Replacing special characters in a shell script using sed - shell

I am trying to write a shell script that will replace whatever characters/strings I choose using sed. My first attempt worked with the exception of special characters. I have been trying to use sed to fix the special characters so that they too will be searched for or replaced. I decided to simplify the script for testing purposed, and just deal with a single offending character. However, I am still having problems.
Edited Script
#! /bin/sh
oldString=$1
newString=$2
file=$3
oldStringFixed=$(echo "$oldString" | sed 's/\\/\\\\/g')
oldStringFixed=$(echo "$oldStringFixed" | sed 's/\[/\\\[/g')
oldStringFixed=$(echo "$oldStringFixed" | sed 's/\]/\\\]/g')
oldStringFixed=$(echo "$oldStringFixed" | sed 's/\^/\\\^/g')
oldStringFixed=$(echo "$oldStringFixed" | sed 's/\*/\\\*/g')
oldStringFixed=$(echo "$oldStringFixed" | sed 's/\+/\\\+/g')
oldStringFixed=$(echo "$oldStringFixed" | sed 's/\./\\\./g')
oldStringFixed=$(echo "$oldStringFixed" | sed 's/\$/\\\$/g')
oldStringFixed=$(echo "$oldStringFixed" | sed 's/\-/\\\-/g')
sed -e "s/$oldStringFixed/$newString/g" "$file" > newfile.updated
mv newfile.updated "$file"#! /bin/sh
In case it is not clear, I am trying to search through oldString for the [ character, and replace it with an escaped version and assign the results to oldStringFixed (do I need the backticks for this?). The bottom two lines are slightly modified versions of my original script that I believe works correctly.
When I echo the fixed string, nothing is displayed, and sed outputs an error
sed: can't read [: No such file or directory
Can anyone explain what Is wrong with my first sed line?
EDIT:
Thanks to Jite, the script is working better. However, I am still having a problem with replacing single quoted characters with spaces, i.e. ' *'. The new version is above.

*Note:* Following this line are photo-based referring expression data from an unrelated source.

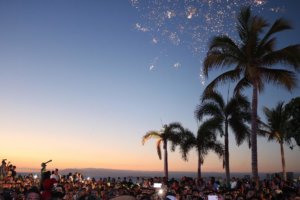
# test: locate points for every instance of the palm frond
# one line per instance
(241, 85)
(215, 97)
(278, 26)
(207, 109)
(231, 75)
(282, 77)
(149, 135)
(289, 56)
(218, 59)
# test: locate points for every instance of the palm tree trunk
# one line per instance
(254, 133)
(199, 165)
(227, 155)
(166, 171)
(282, 161)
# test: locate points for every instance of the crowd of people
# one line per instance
(74, 186)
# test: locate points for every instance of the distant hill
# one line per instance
(102, 172)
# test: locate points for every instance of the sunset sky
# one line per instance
(82, 81)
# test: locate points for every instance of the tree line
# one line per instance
(251, 62)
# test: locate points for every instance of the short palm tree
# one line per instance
(204, 142)
(234, 114)
(253, 61)
(276, 129)
(172, 133)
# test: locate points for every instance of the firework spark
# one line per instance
(191, 23)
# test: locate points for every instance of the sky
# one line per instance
(82, 81)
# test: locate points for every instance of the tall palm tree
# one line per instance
(172, 133)
(276, 129)
(253, 61)
(234, 114)
(205, 141)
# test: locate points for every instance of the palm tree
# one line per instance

I suggest two improvements:
Do not stack calls to sed as you do, instead pack all of them in a single function, as escape_string below.
You can use a fancy delimiter for the sed substitute command to avoid issues linked to / being part of the strings involved.
With these changes, your script looks like:
#! /bin/sh
oldString="$1"
newString="$2"
file="$3"
escape_string()
{
printf '%s' "$1" | sed -e 's/[][\\^*+.$-]/\\\1/g'
}
fancyDelim=$(printf '\001')
oldStringFixed=$(escape_string "$oldString")
sed -e "s$fancyDelim$oldStringFixed$fancyDelim$newString${fancyDelim}g" "$file" \
> newfile.updated
mv newfile.updated "$file"

To replace values containing special characters try using sed with "|" instead of "/"
Eg: sed -i 's|'$original_value'|'$new_value'|g'
where original_value="comprising_special_char_/"
new_value="comprising_new_special_char:"

Change:
oldStringFixed= `sed 's/\[/\[/g' "$oldString"\`
to:
oldStringFixed=$(echo "$oldString" | sed 's/\[/\\\[/g')
Problem 1: Space after =, it's not allowed when assigning shell variables.
Problem 2: sed expects a file as input, not a string. You may pipe it as my solution does though.
Problem 3: You need to escape the backslash first \\, then you need to escape your char \[, totalling \\\[ :)
Side note: I changed `` to $() since the latter is the recommended praxis (due to nesting, another topic).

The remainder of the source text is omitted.